But El noted the district also made huge gains in NAEP scores during that time, an achievement untouched but overshadowed by the scandal. “I would be remiss if I didn’t point to the hard work that many educators put in,” he said. “We focused on the basics. Literacy instruction in elementary school. Autonomy for principals. We invested in professional development. Those things were overshadowed by the cheating scandal. And they were good things for kids.”

The setting for Education Nation was not perfect — the big tent in Rockefeller Plaza is a good idea in theory, but the humidity and poor audio were ever-present distractions. And while this year’s session was far more substantive, future years should stop belaboring the problems and focus instead on how to solve them. Panels featuring districts that have been successful at “what works,” with ideas and content that are easily imitated and replicated, would be a valuable start.

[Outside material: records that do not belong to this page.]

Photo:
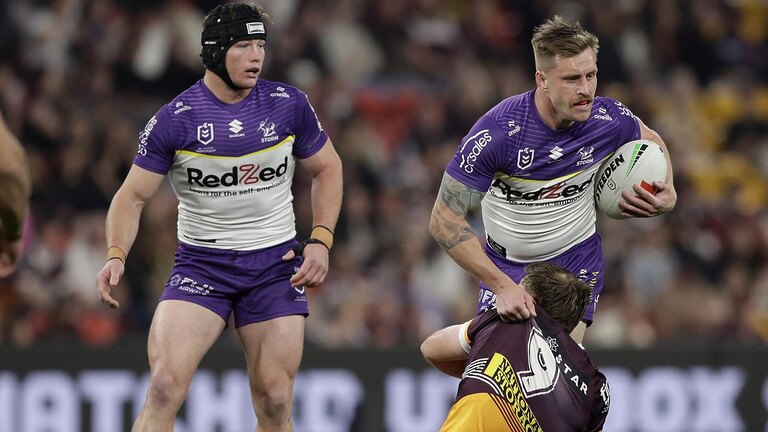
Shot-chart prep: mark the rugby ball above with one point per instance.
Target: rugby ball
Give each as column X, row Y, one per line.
column 636, row 162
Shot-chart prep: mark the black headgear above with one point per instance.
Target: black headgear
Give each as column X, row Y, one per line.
column 223, row 27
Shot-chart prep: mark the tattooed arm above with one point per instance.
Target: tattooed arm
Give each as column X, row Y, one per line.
column 449, row 227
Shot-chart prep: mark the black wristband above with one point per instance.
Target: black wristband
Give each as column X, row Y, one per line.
column 299, row 248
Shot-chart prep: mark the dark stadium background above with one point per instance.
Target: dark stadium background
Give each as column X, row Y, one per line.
column 681, row 326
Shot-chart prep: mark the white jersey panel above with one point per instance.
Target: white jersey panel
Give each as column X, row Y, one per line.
column 239, row 203
column 536, row 220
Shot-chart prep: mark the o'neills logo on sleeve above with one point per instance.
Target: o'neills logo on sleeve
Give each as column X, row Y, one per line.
column 244, row 174
column 255, row 28
column 500, row 370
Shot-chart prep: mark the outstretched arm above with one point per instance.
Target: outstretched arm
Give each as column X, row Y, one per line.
column 450, row 229
column 327, row 181
column 122, row 226
column 644, row 203
column 14, row 198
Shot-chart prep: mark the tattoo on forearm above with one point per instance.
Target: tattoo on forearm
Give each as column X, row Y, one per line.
column 459, row 197
column 450, row 228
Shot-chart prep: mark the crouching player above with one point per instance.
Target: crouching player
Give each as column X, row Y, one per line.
column 528, row 375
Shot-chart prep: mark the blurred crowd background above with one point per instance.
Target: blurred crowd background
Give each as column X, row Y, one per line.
column 396, row 84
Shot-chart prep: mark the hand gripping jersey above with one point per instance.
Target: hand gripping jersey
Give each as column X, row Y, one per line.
column 231, row 165
column 527, row 376
column 539, row 182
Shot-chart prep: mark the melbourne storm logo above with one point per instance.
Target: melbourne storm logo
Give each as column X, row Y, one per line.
column 205, row 133
column 268, row 129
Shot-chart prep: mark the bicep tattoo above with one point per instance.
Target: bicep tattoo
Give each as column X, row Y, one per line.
column 450, row 228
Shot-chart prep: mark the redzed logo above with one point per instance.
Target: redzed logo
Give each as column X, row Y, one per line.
column 240, row 174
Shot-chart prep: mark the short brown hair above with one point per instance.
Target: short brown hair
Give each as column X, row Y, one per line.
column 559, row 292
column 557, row 38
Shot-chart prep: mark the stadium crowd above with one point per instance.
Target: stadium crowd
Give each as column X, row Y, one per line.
column 396, row 85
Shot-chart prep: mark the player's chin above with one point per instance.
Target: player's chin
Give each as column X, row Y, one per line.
column 247, row 81
column 580, row 114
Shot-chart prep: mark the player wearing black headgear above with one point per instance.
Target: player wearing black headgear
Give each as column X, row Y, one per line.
column 224, row 26
column 230, row 144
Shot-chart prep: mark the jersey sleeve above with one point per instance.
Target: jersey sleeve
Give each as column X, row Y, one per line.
column 629, row 127
column 479, row 156
column 601, row 401
column 156, row 144
column 310, row 136
column 471, row 328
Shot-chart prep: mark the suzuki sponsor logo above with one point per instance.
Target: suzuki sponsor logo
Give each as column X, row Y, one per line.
column 268, row 129
column 555, row 191
column 605, row 177
column 478, row 141
column 205, row 133
column 525, row 158
column 238, row 175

Chances are good that will happen. The National School Boards Association (NSBA) had a strong presence in the planning and execution of the meeting. Anne L. Bryant, our executive director, met with NBC officials about the content and answered audience questions in a video Q&A format prior to the event. Mary Broderick, NSBA’s president, was featured in a panel session with the mayors of Albuquerque, Baltimore, and Newark.

“What we’ve heard from the last two days of this conference is that we need to come together around a sense of urgency,” Broderick said during her session, noting that it takes a shared vision between the school board, the mayor’s office, and the community. “The vision needs to be of excellence. If that cohesive message can be carried through our schools … there’s nothing off the table.”